Sunday, February 1, 2009

Thank-you notes are still effective in e-mail world

If you think thank-you notes aren't effective, let me tell you a story.

First, let me set the stage. In the earliest days of CNN, the newsroom was housed in the basement of a former country club. There were a couple of satellite dishes, huge satellite dishes, and the "network" consisted of Atlanta, Washington, San Francisco and New York.


All of us worked ridiculous hours and took bets on whether or not we would be paid at the end of the week. It was terrific fun and very exciting.

CNN was known as the Chicken Noodle Network and "serious" journalists thought that those of us who joined forces with Ted Turner just didn't get it.

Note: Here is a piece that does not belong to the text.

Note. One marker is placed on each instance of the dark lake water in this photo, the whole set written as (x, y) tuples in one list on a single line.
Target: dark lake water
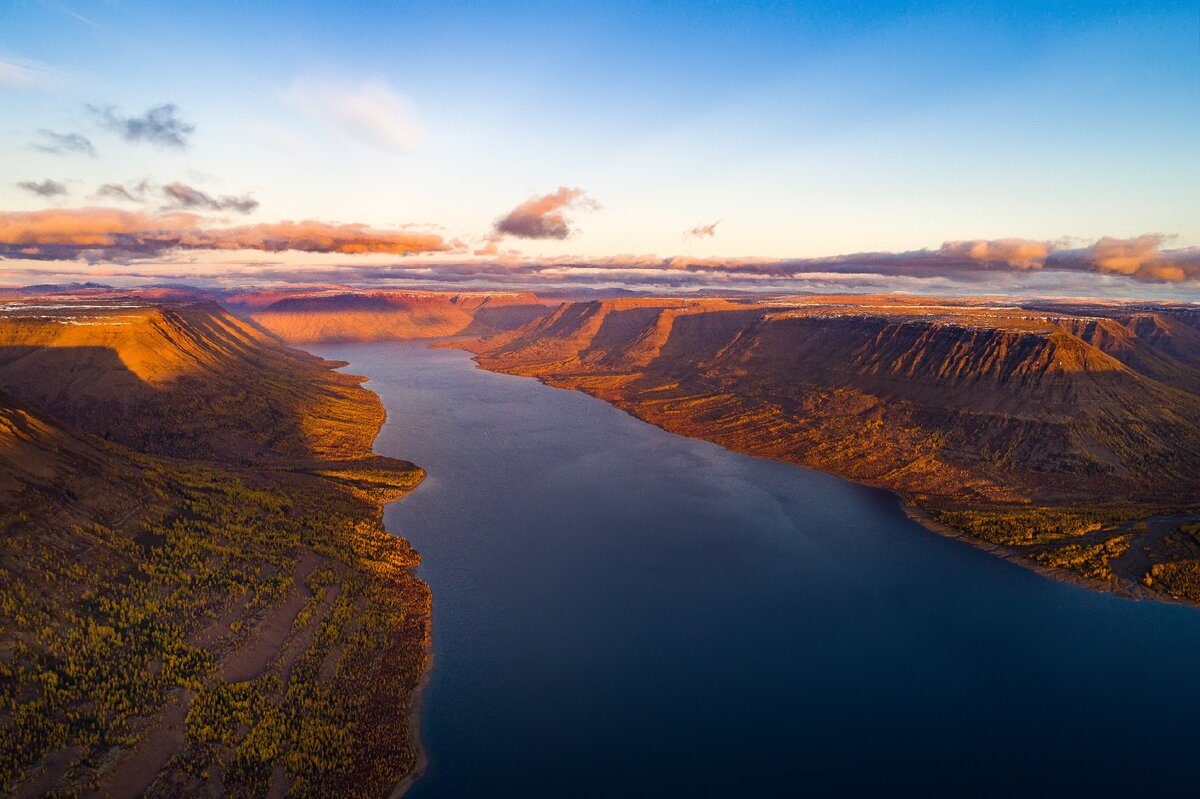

The hard newsmakers put us last in the list of news outlets they considered for interviews.

During the first two years of CNN's existence, Katie Couric and I learned journalism side by side as part of a six-person team that produced a live two-hour news program five days a week.

I was a lowly assistant to the real pros who anchored the show. While the anchor team had a fine reputation as serious journalists, trying to book interviews with the heavyweights on that show was no easy task.

We did, however, finally convince Henry Kissinger to grant us an interview. Once the interview was over, I was eager to set the anchors and CNN apart. So I wrote a thank-you note, signed by the anchors thanking the secretary of state for taking the time to be interviewed.

The response was immediate. Kissinger sent word back to us that it was the first time anyone from the press had thanked him for an interview. To say it "set us apart" doesn't quite capture the effect that note had.

You may think the time for handwritten notes has passed. But now more than ever, in an e-mail world where everyone succumbs to the temptation to quickly write an electronic thank you to someone for his time or efforts, notes can make a big difference.

Keep it short, spell the names and write the address correctly (even if it means a phone call or two to double check) and always make it handwritten.